Cloud computing has revolutionized how organizations approach the buying of computer power and storage. An open-access marketplace with dynamic pricing has the potential to help effect a similar transformation in wireless connectivity.
 

The ability to purchase affordable capacity during times and in locations where networks are currently underused will greatly benefit many businesses. That is especially true of enterprises using data-hungry IoT applications and machine-to-machine communications.
 

At the same time, ROAM allows operators to extend existing networks through shared infrastructure and to better utilize fallow capacity - positioning them for the next generation of wireless connectivity. 

Rivada’s vision is to enable permissionless innovation in the wireless space so that anyone, and not just the chosen few, can build a business using the wireless spectrum that is all around us.

The next generation of low Earth orbit (LEO) satellites will further democratize connectivity and help bridge the digital divide by providing coverage in areas that are uneconomic for terrestrial networks. As Fields says, “Cellular networks are inherently local. So, the combination of virtualized ROAM capacity with the glue provided by ubiquitous satellite capacity, allows wireless networks to become fully global.”

This includes Rivada’s Outernet, a ground-breaking network of 600 LEO satellites currently in development that will provide low latency, high security pole-to-pole coverage. The Outernet utilizes a unique configuration where the transmission is in space, never touching the internet or ground infrastructure, making it an especially secure network. This “orbital network” will cover every square inch on earth, Fields points out, filling in gaps in rural and underserved areas.

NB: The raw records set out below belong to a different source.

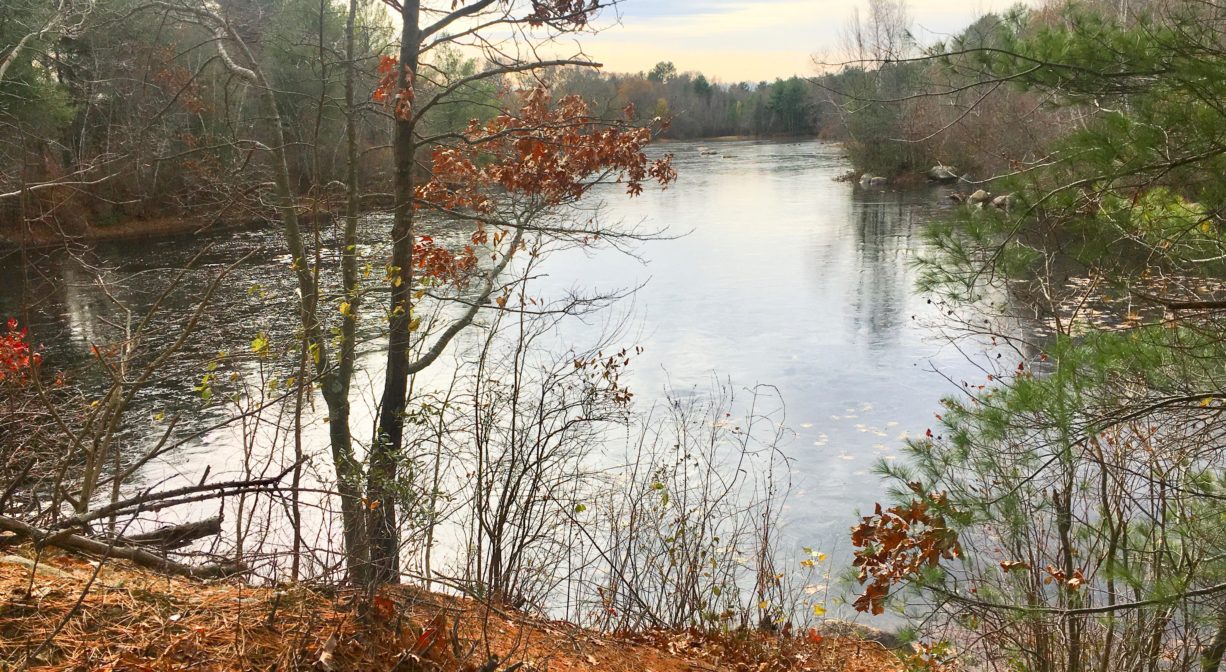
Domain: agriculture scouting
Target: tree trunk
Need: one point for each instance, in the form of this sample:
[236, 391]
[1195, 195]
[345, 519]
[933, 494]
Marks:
[1211, 657]
[388, 445]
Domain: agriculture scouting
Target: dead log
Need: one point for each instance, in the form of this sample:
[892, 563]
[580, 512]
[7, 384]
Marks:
[69, 541]
[175, 536]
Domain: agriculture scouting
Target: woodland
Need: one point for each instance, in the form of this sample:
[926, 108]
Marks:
[460, 511]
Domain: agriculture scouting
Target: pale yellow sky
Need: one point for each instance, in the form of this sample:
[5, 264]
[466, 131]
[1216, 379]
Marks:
[753, 39]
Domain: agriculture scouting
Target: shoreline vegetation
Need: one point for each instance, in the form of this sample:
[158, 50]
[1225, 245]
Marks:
[141, 619]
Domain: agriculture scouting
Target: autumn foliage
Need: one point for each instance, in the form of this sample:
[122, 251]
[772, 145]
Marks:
[548, 151]
[898, 543]
[16, 356]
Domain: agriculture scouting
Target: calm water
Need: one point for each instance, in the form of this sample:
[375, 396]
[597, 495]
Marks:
[780, 276]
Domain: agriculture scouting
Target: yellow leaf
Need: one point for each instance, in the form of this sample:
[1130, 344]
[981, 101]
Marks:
[260, 343]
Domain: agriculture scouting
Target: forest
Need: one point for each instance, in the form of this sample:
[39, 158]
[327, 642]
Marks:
[338, 417]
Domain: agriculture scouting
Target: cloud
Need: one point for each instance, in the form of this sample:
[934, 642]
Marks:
[753, 39]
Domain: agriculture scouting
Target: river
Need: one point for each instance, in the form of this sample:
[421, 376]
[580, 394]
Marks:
[771, 272]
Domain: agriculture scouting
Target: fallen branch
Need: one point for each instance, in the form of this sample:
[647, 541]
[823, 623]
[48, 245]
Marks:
[175, 536]
[83, 545]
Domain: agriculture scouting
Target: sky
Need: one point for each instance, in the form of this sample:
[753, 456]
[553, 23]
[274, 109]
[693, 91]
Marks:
[733, 41]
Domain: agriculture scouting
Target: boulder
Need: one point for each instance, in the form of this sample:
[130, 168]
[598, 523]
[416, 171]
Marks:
[835, 628]
[943, 173]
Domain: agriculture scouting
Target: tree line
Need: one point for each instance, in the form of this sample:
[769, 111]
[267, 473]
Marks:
[1063, 510]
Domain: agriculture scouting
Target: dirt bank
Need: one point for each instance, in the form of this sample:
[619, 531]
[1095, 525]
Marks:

Ganley reflects that “Rivada’s vision is to enable permissionless innovation in the wireless space so that anyone, not just the chosen few, can build a business using the wireless spectrum that is all around us. I believe that this will unleash a wave of innovation that will drive prices down, increase capacity and open up new uses for spectrum that you and I probably can’t even imagine.”

With this platform, Rivada Networks and EY-Parthenon teams are reimagining wireless connectivity markets — helping transform network capacity from a static commodity to a dynamic, globally accessible resource.